The voting machine mess goes far beyond New York's delay

 

Florida's Gov. Charlie Crist, in deciding last week to reverse field on new voting machines and go with a paper-trail system, made it sound as if the state would pick up the cost of this costly change of heart.

 

Don't count on it. There was $3 billion in the federal hopper allotted under the Help America Vote Act, and some in Congress are talking about spending more to help states ensure that their systems have paper trails.

 

Florida, New Mexico and Maryland, which has already junked its paperless system, and other states are more than likely to try to recover from Congress money spent to fix mistakes they made using, in part, federal dollars.

 

Does this matter to New York? You bet. Our state is under the gun from the federal government for missing HAVA deadlines, and millions are on the line.

 

The initial delays were egregious, to be sure; New York was the last state in the union to get its voting-machine-upgrade plan to the federal government, as HAVA required.

 

The process bogged down in the way most things bog down in Albany: through inertia, political squabbling and the failure of leadership to exhibit leadership.

 

But why should New York face a major penalty for lateness when Florida did better with the deadlines but in effect wasted public funds on machines the governor now, presumably, would like to transform into scrap metal?

 

There should be some consequences for missing the HAVA deadlines.
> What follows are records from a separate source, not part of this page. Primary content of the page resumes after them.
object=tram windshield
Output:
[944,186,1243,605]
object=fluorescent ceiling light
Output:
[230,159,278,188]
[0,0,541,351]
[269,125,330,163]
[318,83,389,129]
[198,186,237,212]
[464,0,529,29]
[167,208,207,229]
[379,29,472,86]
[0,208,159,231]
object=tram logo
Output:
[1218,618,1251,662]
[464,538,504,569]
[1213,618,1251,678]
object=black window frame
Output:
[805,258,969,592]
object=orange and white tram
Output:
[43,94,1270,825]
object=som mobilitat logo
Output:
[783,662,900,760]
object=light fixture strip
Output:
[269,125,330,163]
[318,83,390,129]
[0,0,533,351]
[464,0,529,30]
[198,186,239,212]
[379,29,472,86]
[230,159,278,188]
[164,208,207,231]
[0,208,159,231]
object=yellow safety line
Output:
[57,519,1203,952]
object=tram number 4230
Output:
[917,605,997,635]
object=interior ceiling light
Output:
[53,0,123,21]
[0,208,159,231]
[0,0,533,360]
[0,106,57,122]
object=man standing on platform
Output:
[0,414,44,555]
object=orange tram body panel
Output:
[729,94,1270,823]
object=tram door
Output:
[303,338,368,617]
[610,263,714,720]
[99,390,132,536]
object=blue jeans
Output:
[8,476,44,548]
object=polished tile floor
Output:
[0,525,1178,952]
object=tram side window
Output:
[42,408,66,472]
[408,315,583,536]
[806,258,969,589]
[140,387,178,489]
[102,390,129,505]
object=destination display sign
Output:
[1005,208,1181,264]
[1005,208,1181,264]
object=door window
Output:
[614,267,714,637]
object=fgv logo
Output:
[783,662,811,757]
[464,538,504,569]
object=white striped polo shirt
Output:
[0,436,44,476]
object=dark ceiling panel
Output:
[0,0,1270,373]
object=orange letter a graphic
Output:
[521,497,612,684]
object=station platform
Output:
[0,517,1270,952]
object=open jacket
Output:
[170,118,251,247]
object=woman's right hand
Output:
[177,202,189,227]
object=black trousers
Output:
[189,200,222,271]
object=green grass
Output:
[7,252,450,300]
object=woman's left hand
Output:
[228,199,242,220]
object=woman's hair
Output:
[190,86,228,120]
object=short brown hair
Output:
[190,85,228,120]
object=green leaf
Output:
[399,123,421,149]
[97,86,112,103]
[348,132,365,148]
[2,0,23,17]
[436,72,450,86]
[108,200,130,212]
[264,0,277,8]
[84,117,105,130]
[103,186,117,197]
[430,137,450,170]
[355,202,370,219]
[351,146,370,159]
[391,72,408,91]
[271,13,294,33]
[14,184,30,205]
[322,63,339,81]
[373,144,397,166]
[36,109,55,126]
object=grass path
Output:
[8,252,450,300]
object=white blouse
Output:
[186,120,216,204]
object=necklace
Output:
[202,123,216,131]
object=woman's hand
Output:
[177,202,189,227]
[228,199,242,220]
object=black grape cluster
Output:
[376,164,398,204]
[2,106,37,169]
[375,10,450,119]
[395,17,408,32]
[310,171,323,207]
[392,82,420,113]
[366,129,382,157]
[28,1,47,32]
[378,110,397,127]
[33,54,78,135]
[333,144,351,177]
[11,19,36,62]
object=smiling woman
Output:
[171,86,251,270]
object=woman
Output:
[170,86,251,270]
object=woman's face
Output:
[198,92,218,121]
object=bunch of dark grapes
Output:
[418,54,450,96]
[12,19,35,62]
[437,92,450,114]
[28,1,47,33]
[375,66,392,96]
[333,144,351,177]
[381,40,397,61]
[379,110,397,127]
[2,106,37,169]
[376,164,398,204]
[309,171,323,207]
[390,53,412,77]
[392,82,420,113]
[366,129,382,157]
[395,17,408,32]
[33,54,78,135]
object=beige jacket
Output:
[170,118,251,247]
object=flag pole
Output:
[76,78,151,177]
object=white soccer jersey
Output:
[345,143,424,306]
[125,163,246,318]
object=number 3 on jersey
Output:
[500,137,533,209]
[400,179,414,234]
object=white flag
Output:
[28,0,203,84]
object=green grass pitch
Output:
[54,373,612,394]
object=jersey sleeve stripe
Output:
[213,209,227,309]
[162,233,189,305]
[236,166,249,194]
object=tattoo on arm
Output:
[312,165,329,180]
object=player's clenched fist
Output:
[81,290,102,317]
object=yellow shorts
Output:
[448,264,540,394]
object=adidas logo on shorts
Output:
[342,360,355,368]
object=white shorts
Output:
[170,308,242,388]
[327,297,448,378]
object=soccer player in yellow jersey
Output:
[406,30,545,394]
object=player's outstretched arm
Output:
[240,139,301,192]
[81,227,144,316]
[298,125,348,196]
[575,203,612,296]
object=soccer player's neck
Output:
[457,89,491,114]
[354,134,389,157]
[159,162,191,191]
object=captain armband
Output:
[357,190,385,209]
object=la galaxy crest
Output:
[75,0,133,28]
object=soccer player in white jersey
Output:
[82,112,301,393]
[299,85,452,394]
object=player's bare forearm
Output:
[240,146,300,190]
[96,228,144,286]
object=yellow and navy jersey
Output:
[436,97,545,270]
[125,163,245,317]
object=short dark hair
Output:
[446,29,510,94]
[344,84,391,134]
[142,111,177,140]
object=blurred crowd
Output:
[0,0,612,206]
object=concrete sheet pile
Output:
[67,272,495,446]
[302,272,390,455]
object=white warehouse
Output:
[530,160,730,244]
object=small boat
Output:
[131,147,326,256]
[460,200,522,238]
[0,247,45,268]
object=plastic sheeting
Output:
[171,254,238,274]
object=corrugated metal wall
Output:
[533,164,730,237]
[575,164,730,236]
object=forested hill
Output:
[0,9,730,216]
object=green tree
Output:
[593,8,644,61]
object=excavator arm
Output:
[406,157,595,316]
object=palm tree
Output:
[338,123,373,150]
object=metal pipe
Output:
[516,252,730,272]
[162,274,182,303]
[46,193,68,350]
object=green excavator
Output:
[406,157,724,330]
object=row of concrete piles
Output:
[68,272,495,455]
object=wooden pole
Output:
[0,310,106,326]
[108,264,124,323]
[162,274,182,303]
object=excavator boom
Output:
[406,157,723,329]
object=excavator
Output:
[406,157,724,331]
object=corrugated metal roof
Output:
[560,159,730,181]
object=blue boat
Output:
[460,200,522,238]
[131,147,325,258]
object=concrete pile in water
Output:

But they should be fairly enforced.

 

After all, New York has been tardy, but the greater drain on the public purse came from those states that didn't see the inadequacies of the voting system they chose.

 

Beyond the penalty issue, New York is back at square one in getting authorized machines to the counties, not because it is poking along but because the machine tester it hired isn't up to the task.

 

If the state pushes the process, there might be new machines — either touch-screen or optical scanners, both having paper trails — in place by 2008. But why push it at this point? That's why Florida is in its fix. Get it right, and aim for 2009. There have already been too many expensive mistakes.